After six months on the breathing machine in an induced coma, one day, for no apparent reason, Lynn started getting better. With each passing day, her vital signs normalised and she began to move around on the ventilator, giving us subtle signs that she was alive. An eye would attempt to flutter open or a finger would move a little. There was less and less daily drama. I dared to hope that Lynn's brain may have survived all the insults. When you look after someone who can't talk back to you for hundreds of days, you quickly run out of things to say. You aren't even sure if they can hear you. I would prattle on to Lynn in a one-way conversation about how my pregnancy was
progressing and the different things I had done and seen that day. I would let her know that her kids were doing great and, up to this point, there had been not even a flicker of recognition.

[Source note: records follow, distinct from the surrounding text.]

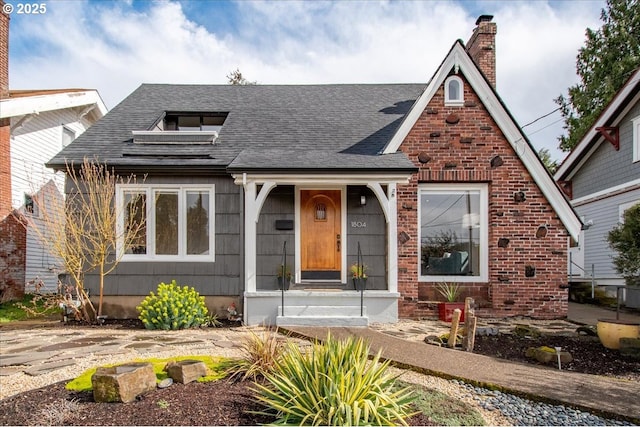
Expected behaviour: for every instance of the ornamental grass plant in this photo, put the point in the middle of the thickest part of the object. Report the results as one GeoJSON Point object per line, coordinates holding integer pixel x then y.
{"type": "Point", "coordinates": [261, 354]}
{"type": "Point", "coordinates": [173, 307]}
{"type": "Point", "coordinates": [333, 383]}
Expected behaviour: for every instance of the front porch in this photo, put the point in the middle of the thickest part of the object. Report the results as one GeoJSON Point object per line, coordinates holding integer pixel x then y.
{"type": "Point", "coordinates": [310, 229]}
{"type": "Point", "coordinates": [320, 307]}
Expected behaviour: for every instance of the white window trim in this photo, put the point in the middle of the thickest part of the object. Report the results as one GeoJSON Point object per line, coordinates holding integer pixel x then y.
{"type": "Point", "coordinates": [484, 232]}
{"type": "Point", "coordinates": [150, 190]}
{"type": "Point", "coordinates": [636, 138]}
{"type": "Point", "coordinates": [447, 99]}
{"type": "Point", "coordinates": [622, 208]}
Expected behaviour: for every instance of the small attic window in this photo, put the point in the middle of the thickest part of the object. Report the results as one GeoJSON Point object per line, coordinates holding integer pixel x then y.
{"type": "Point", "coordinates": [453, 91]}
{"type": "Point", "coordinates": [185, 128]}
{"type": "Point", "coordinates": [193, 122]}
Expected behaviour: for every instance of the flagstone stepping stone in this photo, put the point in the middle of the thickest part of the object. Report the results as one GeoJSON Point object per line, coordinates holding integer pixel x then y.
{"type": "Point", "coordinates": [26, 358]}
{"type": "Point", "coordinates": [186, 371]}
{"type": "Point", "coordinates": [48, 367]}
{"type": "Point", "coordinates": [142, 345]}
{"type": "Point", "coordinates": [10, 371]}
{"type": "Point", "coordinates": [65, 346]}
{"type": "Point", "coordinates": [188, 342]}
{"type": "Point", "coordinates": [122, 383]}
{"type": "Point", "coordinates": [18, 349]}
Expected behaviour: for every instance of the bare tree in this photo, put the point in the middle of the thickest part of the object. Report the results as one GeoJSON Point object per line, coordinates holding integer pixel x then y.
{"type": "Point", "coordinates": [82, 229]}
{"type": "Point", "coordinates": [237, 79]}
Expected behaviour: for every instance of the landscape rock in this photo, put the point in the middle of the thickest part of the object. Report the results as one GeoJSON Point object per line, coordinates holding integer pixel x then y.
{"type": "Point", "coordinates": [122, 383]}
{"type": "Point", "coordinates": [185, 371]}
{"type": "Point", "coordinates": [526, 331]}
{"type": "Point", "coordinates": [548, 355]}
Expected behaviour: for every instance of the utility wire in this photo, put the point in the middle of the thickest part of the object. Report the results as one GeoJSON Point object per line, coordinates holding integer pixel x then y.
{"type": "Point", "coordinates": [541, 117]}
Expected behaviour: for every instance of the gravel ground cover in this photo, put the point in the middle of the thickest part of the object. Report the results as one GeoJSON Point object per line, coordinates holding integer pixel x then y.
{"type": "Point", "coordinates": [38, 400]}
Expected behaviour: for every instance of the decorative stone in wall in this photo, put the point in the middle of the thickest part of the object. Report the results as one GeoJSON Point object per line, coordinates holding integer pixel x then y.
{"type": "Point", "coordinates": [496, 162]}
{"type": "Point", "coordinates": [542, 231]}
{"type": "Point", "coordinates": [423, 157]}
{"type": "Point", "coordinates": [503, 242]}
{"type": "Point", "coordinates": [452, 119]}
{"type": "Point", "coordinates": [529, 271]}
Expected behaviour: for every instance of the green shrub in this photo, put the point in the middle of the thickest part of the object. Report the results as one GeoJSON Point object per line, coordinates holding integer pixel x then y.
{"type": "Point", "coordinates": [333, 384]}
{"type": "Point", "coordinates": [174, 307]}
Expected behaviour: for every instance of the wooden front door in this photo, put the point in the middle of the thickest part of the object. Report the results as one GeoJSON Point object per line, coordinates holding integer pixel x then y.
{"type": "Point", "coordinates": [320, 234]}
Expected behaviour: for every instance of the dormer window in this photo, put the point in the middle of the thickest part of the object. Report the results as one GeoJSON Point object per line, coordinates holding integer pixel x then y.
{"type": "Point", "coordinates": [186, 128]}
{"type": "Point", "coordinates": [453, 92]}
{"type": "Point", "coordinates": [194, 122]}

Each morning we would begin our rounds in the ICU. I walked in one day and greeted Lynn with a ‘Good morning' and began to tell her about the weather and the news of the day as I read her latest set of blood tests. I announced that Arnold Schwarzenegger had just been elected governor of California. This statement made her eyes fly open with surprise and resulted in me reeling backward in shock. Could I have been mistaken? Did she really just respond to what I had said? It was like a scene from a movie. The night nurse came in and said it was true. Lynn had woken up in the night and was even writing messages. It was like a switch had been turned on and she was back. Lynn continued her rapid improvement over the next few hours and it was quickly obvious that her mental faculties were still well intact. She demanded a big pad of paper and wrote volumes of notes, telling us all the messages and gripes she had not been able to express over the last six months as she drifted in and out of consciousness. A lot of the notes were about spiders – the morphine we had been giving her for pain had been torturing her brain with horrific hallucinations about spiders crawling over her.